Chris had an appreciation for authors, especially after writing his novel, Lady of the Deep. If he read something he liked he would sometimes write to the author, which often led to long-distance wonderful conversations…connections.

Mr. Rubel was a car fanatic, especially diesels, and through their mutual friend, retired Pomona College professor Michael McGaha, Mr. Rubel bestowed his prized 1995 Mercedes 300 diesel to Claremonter Gabe Silva, one of the friends who met at a weekly morning group at Some Crust Bakery.

“Chris’s stories were delightfully true and I could not get enough of them to satisfy my curiosity,” Mr. Silva shared. “Even to this day people in the Claremont Village will see his car and ask, where’s Chris?”

Mr. Rubel’s ability to connect resonates with all his friends—the poetry group, the Some Crust coffee clan and a society of retired professors who met each week at Panera in La Verne, including Mr. McGaha, a scholar of Miguel de Cervantes, an interest shared by Mr. Rubel.

Mr. McGaha said, “I admired how Chris kept learning throughout his life. He once told me that everything he had been taught was wrong—a hard lesson to come to terms with in your 80s. He even went to the School of Theology and inserted a letter in his doctoral thesis stating that he no longer believed any of the things he had written there. That was a good example of Chris’s courage and humility.”

Originally from New York, the Rubel family, including Mr. Rubel’s older sister, came west in 1935 and settled in Glendora. A younger brother was born in 1940.

His father, a veteran of WWI and WWII, and his mother were show people—his father a radio songwriter and his mother a singer and dancer—and hosted elaborate parties in their beautiful home. His father was also an Episcopal minister until he passed in 1946, and his mother was a successful Glendora realtor from 1947 until her death in 1977. 

Mr. Rubel loved growing up in Glendora in the 1930s and 1940s, with the people, the celebrations, the music and the great outdoors of that time. He had an amazing memory and shared vivid pictures of those days in his stories that touched and amused so many.

But throughout his life, most important to him were the preservation and enjoyment of the spectacular mountains overlooking his city of Glendora.
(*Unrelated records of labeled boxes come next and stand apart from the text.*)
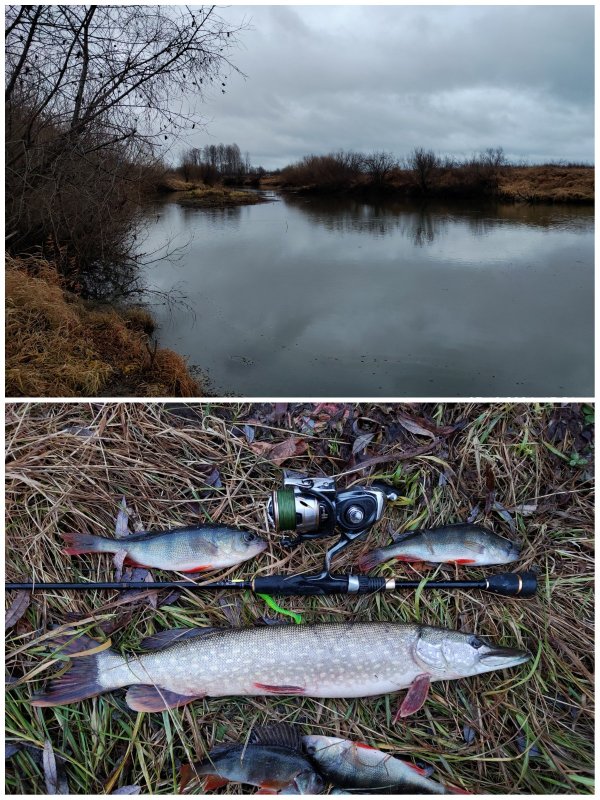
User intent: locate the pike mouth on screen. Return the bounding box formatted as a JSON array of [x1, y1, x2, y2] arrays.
[[479, 647, 531, 669]]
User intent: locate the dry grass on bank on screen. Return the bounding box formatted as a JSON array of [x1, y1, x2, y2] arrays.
[[270, 163, 595, 205], [498, 166, 595, 203], [5, 257, 202, 397], [175, 186, 265, 208], [6, 403, 594, 794]]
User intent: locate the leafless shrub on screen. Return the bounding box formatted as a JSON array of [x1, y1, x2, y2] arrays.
[[5, 5, 244, 292]]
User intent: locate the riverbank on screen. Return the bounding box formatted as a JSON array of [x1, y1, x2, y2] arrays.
[[268, 164, 595, 205], [5, 257, 203, 397], [173, 186, 266, 208]]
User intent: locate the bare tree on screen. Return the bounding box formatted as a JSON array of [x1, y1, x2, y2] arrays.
[[363, 151, 398, 184], [5, 5, 240, 276], [408, 147, 439, 192]]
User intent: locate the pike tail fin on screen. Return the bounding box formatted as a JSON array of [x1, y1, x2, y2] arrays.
[[61, 533, 112, 556], [358, 550, 387, 572], [31, 635, 118, 707]]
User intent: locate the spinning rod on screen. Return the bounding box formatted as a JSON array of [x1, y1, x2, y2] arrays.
[[4, 571, 537, 598], [5, 472, 537, 598]]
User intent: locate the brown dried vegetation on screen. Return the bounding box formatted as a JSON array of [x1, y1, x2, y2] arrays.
[[5, 257, 202, 397], [6, 403, 594, 795]]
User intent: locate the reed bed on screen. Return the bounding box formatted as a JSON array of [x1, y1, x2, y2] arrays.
[[6, 403, 594, 794]]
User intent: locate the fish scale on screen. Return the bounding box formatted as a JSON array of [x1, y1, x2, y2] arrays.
[[33, 622, 530, 711], [63, 525, 267, 572], [100, 623, 418, 697]]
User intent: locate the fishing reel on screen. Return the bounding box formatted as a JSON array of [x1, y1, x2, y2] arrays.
[[267, 471, 398, 571]]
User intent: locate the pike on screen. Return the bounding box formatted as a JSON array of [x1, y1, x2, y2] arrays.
[[358, 523, 520, 572], [62, 525, 267, 572], [32, 622, 531, 717]]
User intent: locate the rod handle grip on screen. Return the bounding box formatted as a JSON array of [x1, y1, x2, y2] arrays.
[[485, 570, 537, 598]]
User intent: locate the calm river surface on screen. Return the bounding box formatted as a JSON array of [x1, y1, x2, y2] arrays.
[[143, 195, 594, 397]]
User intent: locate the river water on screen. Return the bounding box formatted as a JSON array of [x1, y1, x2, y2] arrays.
[[143, 195, 594, 398]]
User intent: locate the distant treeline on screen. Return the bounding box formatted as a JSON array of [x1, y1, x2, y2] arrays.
[[278, 147, 589, 202], [175, 142, 264, 186]]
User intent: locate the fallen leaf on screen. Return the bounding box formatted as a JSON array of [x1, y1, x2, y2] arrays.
[[115, 497, 129, 539], [61, 425, 95, 437], [113, 550, 127, 581], [268, 436, 308, 467], [511, 503, 537, 517], [4, 592, 31, 631], [398, 414, 435, 439], [267, 403, 288, 422], [352, 433, 375, 456], [4, 742, 23, 761], [42, 739, 58, 794], [493, 500, 517, 531]]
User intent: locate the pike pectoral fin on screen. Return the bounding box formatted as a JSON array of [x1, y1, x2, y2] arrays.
[[394, 674, 431, 722], [204, 775, 229, 792], [254, 683, 306, 694], [125, 684, 204, 711]]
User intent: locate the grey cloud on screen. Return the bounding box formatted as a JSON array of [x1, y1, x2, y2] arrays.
[[179, 6, 594, 168]]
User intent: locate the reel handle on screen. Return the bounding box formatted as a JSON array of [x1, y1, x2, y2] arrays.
[[252, 572, 386, 597], [485, 570, 537, 598]]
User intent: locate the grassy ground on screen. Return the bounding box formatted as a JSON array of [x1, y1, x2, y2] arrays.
[[176, 186, 264, 208], [498, 166, 594, 203], [268, 165, 595, 205], [5, 257, 202, 397], [6, 404, 594, 794]]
Like most people who knew Mr. Rubel, Mr. Pierce held great admiration for his friend’s breadth of life experiences—from driving big rigs to sailing to kayaking to flying.

Mr. Pierce shared, “I will always remember how much ‘at home’ Chris appeared to be in this world; how easily he moved on and through all of the elements, earth, water and air. Always humble, fascinated and awed by what the world has to offer. He shared his knowledge and personal stories in many different ways.”
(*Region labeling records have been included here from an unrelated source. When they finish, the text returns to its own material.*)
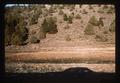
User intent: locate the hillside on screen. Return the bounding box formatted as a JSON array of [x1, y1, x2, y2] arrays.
[[5, 5, 115, 49]]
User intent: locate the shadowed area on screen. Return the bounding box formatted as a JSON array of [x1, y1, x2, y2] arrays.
[[6, 67, 116, 83]]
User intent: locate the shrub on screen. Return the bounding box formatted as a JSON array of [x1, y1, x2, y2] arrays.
[[68, 16, 73, 24], [107, 6, 114, 14], [66, 35, 71, 41], [103, 31, 108, 34], [75, 14, 81, 19], [97, 8, 104, 14], [103, 5, 108, 9], [83, 9, 88, 14], [11, 23, 28, 45], [11, 32, 24, 45], [79, 4, 82, 8], [84, 23, 95, 35], [59, 10, 64, 15], [95, 35, 108, 42], [42, 17, 58, 34], [109, 20, 115, 32], [98, 18, 104, 26], [48, 6, 55, 13], [5, 24, 15, 45], [63, 14, 68, 21], [89, 5, 93, 9], [64, 25, 70, 29], [89, 16, 99, 26], [30, 36, 40, 43], [37, 31, 46, 40], [30, 13, 39, 25]]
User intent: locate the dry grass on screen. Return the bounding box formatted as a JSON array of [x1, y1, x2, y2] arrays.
[[6, 48, 115, 63]]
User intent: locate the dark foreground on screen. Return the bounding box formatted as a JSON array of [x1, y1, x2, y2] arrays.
[[5, 67, 119, 83]]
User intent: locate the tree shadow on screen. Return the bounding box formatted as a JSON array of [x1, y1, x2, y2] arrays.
[[6, 67, 116, 83]]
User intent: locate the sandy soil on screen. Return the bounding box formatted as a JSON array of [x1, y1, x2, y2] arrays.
[[6, 47, 115, 73], [6, 63, 115, 73]]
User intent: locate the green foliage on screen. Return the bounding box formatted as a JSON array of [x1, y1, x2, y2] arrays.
[[89, 16, 99, 26], [11, 23, 28, 45], [95, 35, 108, 42], [83, 9, 88, 14], [5, 25, 14, 45], [66, 35, 71, 41], [30, 36, 40, 43], [11, 32, 23, 45], [37, 31, 46, 40], [98, 18, 104, 26], [84, 23, 95, 35], [103, 5, 108, 10], [48, 6, 55, 13], [30, 12, 40, 25], [68, 16, 73, 24], [109, 20, 115, 32], [97, 8, 104, 14], [63, 14, 68, 21], [89, 5, 93, 9], [42, 17, 58, 34], [75, 14, 81, 19], [59, 10, 64, 15], [64, 25, 70, 29], [107, 6, 115, 14]]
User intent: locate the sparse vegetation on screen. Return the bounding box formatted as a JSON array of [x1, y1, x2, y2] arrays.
[[95, 35, 108, 42], [84, 23, 95, 35], [66, 35, 71, 41], [75, 14, 81, 19], [64, 25, 70, 29], [63, 14, 68, 21], [82, 9, 88, 14], [42, 17, 58, 33], [59, 10, 64, 15], [89, 16, 99, 26], [30, 36, 40, 43], [68, 16, 73, 24], [109, 20, 115, 32]]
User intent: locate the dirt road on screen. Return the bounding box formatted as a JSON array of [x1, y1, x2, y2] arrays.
[[6, 47, 115, 72]]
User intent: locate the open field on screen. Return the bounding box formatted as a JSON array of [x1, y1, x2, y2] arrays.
[[6, 47, 115, 73], [6, 63, 115, 73]]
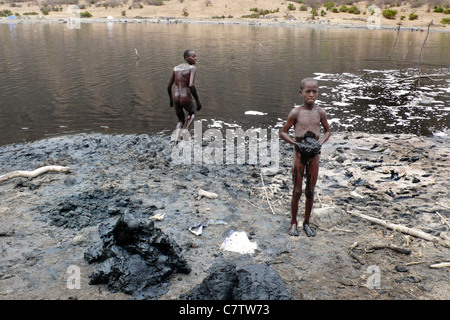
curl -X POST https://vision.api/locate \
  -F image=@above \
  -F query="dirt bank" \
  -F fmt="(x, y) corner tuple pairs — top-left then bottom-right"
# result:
(0, 133), (450, 300)
(0, 0), (448, 32)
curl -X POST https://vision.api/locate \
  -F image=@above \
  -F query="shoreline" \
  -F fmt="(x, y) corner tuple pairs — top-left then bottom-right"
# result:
(0, 18), (450, 33)
(0, 132), (449, 300)
(0, 0), (450, 33)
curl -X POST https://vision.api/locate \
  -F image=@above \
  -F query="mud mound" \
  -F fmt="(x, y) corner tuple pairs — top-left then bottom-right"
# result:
(180, 261), (292, 300)
(85, 212), (191, 299)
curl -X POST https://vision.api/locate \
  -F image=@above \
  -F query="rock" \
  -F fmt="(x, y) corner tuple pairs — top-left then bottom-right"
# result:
(395, 264), (409, 272)
(311, 207), (347, 228)
(180, 261), (292, 300)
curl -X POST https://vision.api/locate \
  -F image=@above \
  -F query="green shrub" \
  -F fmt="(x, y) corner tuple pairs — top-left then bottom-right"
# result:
(323, 2), (335, 11)
(382, 9), (397, 20)
(80, 11), (92, 18)
(348, 6), (361, 14)
(0, 9), (12, 17)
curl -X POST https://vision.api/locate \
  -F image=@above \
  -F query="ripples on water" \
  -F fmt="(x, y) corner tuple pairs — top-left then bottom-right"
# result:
(0, 24), (450, 145)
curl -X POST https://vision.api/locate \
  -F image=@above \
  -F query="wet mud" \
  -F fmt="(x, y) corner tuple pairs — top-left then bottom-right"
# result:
(0, 132), (450, 300)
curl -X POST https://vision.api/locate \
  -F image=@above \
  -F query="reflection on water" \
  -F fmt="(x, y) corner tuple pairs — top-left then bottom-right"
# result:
(0, 23), (450, 145)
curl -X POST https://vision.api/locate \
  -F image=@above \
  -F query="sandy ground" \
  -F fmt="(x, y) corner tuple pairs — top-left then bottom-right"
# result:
(0, 132), (450, 300)
(0, 0), (448, 31)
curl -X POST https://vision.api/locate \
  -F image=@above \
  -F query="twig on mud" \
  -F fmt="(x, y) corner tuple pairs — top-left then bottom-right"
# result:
(405, 261), (427, 266)
(244, 199), (264, 210)
(436, 211), (450, 227)
(348, 242), (365, 265)
(0, 166), (70, 183)
(417, 20), (433, 74)
(430, 262), (450, 269)
(388, 26), (400, 59)
(259, 173), (275, 214)
(348, 210), (450, 248)
(318, 227), (355, 233)
(366, 244), (412, 255)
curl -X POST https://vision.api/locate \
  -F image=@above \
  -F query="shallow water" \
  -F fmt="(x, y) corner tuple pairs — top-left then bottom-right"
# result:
(0, 23), (450, 145)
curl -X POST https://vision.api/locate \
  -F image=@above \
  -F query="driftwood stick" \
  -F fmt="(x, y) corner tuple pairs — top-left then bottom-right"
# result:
(348, 211), (450, 248)
(367, 244), (412, 255)
(417, 20), (433, 74)
(388, 26), (400, 59)
(430, 262), (450, 269)
(0, 166), (70, 183)
(398, 74), (445, 82)
(259, 173), (275, 214)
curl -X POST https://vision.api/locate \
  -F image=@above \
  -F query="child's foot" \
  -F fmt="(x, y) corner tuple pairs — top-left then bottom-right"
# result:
(289, 224), (298, 237)
(303, 223), (316, 237)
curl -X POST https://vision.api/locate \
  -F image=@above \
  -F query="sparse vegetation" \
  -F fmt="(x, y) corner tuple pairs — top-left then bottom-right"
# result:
(408, 13), (419, 20)
(80, 11), (92, 18)
(382, 9), (397, 20)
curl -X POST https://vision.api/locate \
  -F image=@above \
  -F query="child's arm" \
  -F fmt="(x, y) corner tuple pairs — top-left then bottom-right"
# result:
(280, 109), (298, 145)
(319, 108), (331, 144)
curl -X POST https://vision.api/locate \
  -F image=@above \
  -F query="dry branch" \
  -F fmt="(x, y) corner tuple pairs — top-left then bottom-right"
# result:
(260, 173), (275, 214)
(0, 166), (70, 183)
(367, 244), (411, 255)
(430, 262), (450, 269)
(348, 211), (450, 248)
(398, 74), (445, 82)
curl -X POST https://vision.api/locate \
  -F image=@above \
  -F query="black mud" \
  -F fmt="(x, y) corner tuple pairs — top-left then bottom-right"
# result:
(0, 133), (450, 300)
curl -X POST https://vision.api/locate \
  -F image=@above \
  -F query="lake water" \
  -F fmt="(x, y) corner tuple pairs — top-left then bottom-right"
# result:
(0, 23), (450, 145)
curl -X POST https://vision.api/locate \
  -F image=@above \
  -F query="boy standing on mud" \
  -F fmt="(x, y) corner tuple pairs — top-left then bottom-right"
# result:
(280, 78), (331, 237)
(167, 50), (202, 147)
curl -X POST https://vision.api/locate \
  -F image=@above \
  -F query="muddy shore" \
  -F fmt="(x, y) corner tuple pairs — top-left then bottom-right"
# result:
(0, 132), (450, 300)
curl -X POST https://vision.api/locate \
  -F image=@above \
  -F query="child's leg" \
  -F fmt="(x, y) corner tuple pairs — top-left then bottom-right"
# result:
(289, 152), (304, 236)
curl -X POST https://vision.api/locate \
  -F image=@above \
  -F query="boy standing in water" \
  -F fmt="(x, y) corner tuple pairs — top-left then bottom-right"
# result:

Each year Mr. Rubel wrote an Epiphany story, which he shared with friends and family. True or not, they were colorful treasures of the heart and a humor that will now be missed each Christmas season.
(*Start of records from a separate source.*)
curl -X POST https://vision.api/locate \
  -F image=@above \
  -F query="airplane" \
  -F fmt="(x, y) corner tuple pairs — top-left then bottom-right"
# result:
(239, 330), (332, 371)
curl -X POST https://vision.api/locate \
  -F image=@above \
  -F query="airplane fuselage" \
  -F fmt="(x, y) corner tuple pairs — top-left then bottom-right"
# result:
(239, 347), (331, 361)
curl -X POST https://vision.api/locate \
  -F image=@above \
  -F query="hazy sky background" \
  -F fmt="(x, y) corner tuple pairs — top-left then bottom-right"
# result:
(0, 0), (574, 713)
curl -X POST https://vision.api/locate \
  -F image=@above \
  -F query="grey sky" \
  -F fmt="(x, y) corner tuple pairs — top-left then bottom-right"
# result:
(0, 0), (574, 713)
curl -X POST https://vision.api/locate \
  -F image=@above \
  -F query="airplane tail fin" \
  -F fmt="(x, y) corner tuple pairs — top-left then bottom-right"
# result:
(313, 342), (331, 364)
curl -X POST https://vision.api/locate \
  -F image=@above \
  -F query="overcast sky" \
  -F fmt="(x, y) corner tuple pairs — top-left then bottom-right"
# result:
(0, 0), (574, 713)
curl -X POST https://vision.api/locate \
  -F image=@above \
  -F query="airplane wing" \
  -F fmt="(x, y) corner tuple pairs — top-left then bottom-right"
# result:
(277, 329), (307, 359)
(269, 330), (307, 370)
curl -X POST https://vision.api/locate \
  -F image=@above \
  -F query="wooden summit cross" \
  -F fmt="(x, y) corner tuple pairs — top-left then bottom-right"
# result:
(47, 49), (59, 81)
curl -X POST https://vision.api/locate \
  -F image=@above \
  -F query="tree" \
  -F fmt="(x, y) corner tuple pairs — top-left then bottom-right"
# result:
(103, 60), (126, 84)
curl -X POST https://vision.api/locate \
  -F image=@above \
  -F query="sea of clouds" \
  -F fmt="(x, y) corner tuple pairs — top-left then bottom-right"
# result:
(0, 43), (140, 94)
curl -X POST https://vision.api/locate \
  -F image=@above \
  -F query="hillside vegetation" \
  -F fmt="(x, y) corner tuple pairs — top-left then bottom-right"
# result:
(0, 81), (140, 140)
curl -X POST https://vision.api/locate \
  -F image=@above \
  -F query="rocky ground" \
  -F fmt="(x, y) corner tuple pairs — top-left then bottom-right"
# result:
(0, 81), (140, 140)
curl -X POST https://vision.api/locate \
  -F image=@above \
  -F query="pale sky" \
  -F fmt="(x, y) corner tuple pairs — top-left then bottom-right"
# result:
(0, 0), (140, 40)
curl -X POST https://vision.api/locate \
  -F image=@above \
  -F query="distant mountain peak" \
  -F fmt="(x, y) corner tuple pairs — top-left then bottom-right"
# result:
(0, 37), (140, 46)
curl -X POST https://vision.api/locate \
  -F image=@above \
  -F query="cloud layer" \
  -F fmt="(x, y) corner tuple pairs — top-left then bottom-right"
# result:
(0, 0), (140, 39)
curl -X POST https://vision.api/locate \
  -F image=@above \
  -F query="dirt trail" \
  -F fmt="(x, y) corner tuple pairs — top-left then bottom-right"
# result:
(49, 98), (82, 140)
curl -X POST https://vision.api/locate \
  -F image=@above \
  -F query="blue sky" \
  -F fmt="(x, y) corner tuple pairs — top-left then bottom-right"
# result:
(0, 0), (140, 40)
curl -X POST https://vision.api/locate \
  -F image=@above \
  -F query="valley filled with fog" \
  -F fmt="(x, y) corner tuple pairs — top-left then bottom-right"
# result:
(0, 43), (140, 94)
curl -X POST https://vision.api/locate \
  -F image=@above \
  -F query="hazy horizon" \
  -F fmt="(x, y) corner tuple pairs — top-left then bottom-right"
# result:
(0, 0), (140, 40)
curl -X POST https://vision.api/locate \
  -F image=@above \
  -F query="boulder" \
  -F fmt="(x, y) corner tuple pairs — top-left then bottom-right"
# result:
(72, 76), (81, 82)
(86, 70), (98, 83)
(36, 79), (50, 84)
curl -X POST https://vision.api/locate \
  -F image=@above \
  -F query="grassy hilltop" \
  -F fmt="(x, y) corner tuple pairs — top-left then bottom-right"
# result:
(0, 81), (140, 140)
And Chris loved his family. Most special to him were having time with his two sons and being with his wife and Schnauzer Charlie in their Claremont home.

As a minister he felt it a privilege to baptize his grandson, granddaughter, great-granddaughter and great-grandsons in the Rubel Chapel, named in honor of the original Glendora Episcopal Church where his father served so many years before.

Mr. Rubel is survived by his wife, Katherine; son Scott (partner Helen); son Clarke (wife Laurie); granddaughter Julie (husband Alejandro); grandson Andrew (wife Kelly); great-granddaughter Luna; great-grandsons Mason and Ryan; and first wife, Lavon, mother of Scott and Clarke.

He was preceded in death by his brother Michael in 2007. His sister Dorchen died just weeks ago in Goleta, California.

A service and celebration of Mr. Rubel’s life will be planned for a later date, when the love can be remembered and shared with everyone together.